When Is Debt A Problem?

Debt is a tool to help businesses grow, but if a business is incapable of paying off its lenders, then it exists at their mercy. If things get really bad, the lenders can take control of the business. While that is not too common, we often do see indebted companies permanently diluting shareholders because lenders force them to raise capital at a distressed price. Having said that, the most common situation is where a company manages its debt reasonably well - and to its own advantage. The first thing to do when considering how much debt a business uses is to look at its cash and debt together.

View our latest analysis for Satudora HoldingsLtd

What Is Satudora HoldingsLtd's Debt?

As you can see below, Satudora HoldingsLtd had JP¥16.8b of debt, at November 2023, which is about the same as the year before. You can click the chart for greater detail. However, it also had JP¥2.66b in cash, and so its net debt is JP¥14.2b.

debt-equity-history-analysis
TSE:3544 Debt to Equity History March 19th 2024

How Healthy Is Satudora HoldingsLtd's Balance Sheet?

The latest balance sheet data shows that Satudora HoldingsLtd had liabilities of JP¥22.3b due within a year, and liabilities of JP¥13.0b falling due after that. Offsetting these obligations, it had cash of JP¥2.66b as well as receivables valued at JP¥2.82b due within 12 months. So its liabilities total JP¥29.8b more than the combination of its cash and short-term receivables.

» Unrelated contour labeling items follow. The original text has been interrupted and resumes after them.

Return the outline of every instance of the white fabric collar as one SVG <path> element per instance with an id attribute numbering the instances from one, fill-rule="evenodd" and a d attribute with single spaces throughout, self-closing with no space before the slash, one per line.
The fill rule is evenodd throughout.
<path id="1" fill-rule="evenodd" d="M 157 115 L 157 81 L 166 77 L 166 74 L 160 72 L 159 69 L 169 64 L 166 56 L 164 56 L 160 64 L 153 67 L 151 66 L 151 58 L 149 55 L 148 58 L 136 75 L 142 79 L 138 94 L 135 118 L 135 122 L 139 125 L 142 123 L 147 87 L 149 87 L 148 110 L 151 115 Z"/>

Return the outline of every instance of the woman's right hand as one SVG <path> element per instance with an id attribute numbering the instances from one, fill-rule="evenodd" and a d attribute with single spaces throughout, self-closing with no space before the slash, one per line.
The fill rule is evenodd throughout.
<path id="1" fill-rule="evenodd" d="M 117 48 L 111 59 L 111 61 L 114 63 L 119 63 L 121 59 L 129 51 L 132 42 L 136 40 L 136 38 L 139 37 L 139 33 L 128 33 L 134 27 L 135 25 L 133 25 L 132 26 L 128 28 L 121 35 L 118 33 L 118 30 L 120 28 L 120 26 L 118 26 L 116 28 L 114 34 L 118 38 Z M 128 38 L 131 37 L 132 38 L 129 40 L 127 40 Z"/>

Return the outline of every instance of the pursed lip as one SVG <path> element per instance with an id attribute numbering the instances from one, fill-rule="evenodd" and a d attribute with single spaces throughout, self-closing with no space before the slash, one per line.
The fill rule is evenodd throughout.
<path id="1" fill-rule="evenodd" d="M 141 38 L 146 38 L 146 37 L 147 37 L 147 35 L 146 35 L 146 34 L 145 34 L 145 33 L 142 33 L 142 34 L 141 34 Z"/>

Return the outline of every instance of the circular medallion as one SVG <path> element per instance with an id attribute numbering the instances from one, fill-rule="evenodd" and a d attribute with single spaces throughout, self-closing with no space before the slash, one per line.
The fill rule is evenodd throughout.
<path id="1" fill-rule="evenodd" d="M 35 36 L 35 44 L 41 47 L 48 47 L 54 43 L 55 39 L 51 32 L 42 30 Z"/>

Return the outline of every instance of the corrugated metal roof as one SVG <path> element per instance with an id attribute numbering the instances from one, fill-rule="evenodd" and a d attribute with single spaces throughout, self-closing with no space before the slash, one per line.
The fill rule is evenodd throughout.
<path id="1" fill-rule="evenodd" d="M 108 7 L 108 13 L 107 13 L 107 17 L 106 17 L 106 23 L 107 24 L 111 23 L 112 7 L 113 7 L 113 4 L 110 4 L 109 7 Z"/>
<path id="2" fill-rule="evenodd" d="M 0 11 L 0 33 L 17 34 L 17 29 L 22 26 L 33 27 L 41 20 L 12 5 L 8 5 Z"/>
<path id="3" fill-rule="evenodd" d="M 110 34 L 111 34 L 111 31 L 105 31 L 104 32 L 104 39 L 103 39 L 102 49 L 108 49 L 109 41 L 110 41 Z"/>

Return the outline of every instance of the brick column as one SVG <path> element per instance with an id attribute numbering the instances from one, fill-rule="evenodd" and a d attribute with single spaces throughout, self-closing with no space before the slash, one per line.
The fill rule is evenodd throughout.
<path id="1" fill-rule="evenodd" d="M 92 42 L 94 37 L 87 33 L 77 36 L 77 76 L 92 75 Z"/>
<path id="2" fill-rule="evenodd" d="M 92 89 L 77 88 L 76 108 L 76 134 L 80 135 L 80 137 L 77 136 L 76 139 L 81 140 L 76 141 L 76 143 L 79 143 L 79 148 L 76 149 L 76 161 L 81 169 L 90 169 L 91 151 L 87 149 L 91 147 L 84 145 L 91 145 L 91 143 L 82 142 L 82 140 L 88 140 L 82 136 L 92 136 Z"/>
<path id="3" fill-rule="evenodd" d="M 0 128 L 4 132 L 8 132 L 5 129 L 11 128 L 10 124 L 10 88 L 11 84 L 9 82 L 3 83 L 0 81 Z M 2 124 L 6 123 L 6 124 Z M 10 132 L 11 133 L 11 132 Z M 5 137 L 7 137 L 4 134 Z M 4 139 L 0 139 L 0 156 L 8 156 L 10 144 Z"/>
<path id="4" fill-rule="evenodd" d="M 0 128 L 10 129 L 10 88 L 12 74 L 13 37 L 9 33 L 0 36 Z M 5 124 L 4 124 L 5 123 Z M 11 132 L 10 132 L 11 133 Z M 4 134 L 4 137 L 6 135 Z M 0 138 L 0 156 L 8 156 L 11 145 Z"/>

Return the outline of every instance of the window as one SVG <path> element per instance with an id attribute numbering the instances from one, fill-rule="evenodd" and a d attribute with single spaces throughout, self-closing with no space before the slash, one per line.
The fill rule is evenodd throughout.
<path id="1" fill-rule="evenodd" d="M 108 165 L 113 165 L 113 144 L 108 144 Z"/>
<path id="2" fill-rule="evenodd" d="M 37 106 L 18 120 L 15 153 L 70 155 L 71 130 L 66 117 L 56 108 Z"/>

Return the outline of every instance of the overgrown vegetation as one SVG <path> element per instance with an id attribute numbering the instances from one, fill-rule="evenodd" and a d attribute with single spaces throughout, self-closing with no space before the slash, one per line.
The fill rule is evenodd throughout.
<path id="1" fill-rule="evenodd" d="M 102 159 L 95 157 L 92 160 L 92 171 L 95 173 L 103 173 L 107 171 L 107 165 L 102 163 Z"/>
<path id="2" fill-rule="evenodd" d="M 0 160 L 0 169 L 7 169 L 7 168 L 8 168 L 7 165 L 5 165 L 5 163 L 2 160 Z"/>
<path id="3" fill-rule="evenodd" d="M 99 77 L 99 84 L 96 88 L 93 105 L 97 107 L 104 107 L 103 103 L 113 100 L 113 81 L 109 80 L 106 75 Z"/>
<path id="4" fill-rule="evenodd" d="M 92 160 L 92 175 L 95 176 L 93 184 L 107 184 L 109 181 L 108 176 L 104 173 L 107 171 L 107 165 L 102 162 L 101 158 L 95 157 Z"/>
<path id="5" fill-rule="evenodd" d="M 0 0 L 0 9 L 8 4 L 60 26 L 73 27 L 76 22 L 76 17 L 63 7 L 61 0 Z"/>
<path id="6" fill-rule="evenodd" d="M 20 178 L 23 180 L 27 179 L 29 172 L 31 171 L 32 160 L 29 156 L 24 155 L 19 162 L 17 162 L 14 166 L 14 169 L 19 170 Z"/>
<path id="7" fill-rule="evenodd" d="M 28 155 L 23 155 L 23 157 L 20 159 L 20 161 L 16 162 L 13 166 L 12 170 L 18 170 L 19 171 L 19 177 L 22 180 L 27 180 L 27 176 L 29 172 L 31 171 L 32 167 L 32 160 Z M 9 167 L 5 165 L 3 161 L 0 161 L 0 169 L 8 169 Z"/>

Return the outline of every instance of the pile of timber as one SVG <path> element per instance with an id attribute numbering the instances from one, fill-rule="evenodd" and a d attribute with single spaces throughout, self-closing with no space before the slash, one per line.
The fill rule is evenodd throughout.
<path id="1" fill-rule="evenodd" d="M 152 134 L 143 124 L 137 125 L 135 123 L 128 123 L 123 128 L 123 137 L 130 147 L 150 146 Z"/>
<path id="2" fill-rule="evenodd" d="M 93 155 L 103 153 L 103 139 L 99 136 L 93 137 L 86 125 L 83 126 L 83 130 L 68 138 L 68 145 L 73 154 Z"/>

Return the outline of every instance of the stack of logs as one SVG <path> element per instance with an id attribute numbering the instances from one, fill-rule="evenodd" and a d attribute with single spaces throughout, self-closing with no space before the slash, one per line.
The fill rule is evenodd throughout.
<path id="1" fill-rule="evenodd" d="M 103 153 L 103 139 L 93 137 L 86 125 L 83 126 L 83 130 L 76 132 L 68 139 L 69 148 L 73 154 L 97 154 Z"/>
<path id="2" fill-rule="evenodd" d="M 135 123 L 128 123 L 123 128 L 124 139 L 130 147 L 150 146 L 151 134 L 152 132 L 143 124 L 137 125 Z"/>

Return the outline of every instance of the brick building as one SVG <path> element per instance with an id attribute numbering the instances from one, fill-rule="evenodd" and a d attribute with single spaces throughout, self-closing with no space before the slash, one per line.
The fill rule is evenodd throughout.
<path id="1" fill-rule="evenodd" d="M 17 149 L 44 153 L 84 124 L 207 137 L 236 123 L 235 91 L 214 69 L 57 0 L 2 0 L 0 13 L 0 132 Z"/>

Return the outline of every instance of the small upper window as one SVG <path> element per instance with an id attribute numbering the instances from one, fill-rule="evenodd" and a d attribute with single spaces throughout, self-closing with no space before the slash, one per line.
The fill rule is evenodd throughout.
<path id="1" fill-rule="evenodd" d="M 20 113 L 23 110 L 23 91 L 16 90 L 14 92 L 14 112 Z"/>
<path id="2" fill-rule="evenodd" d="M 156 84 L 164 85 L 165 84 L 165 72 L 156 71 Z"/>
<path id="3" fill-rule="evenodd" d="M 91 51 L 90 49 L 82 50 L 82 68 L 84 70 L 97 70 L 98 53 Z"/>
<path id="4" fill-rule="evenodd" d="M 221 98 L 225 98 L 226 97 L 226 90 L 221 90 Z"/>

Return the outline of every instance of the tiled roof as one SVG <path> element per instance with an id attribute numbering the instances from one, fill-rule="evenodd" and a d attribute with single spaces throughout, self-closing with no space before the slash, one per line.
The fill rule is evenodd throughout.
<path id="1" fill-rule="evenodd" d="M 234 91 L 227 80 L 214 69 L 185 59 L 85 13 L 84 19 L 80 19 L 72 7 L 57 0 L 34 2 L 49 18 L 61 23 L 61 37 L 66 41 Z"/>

The deficiency here weighs heavily on the JP¥13.5b company itself, as if a child were struggling under the weight of an enormous back-pack full of books, his sports gear, and a trumpet. So we'd watch its balance sheet closely, without a doubt. At the end of the day, Satudora HoldingsLtd would probably need a major re-capitalization if its creditors were to demand repayment.

We use two main ratios to inform us about debt levels relative to earnings. The first is net debt divided by earnings before interest, tax, depreciation, and amortization (EBITDA), while the second is how many times its earnings before interest and tax (EBIT) covers its interest expense (or its interest cover, for short). Thus we consider debt relative to earnings both with and without depreciation and amortization expenses.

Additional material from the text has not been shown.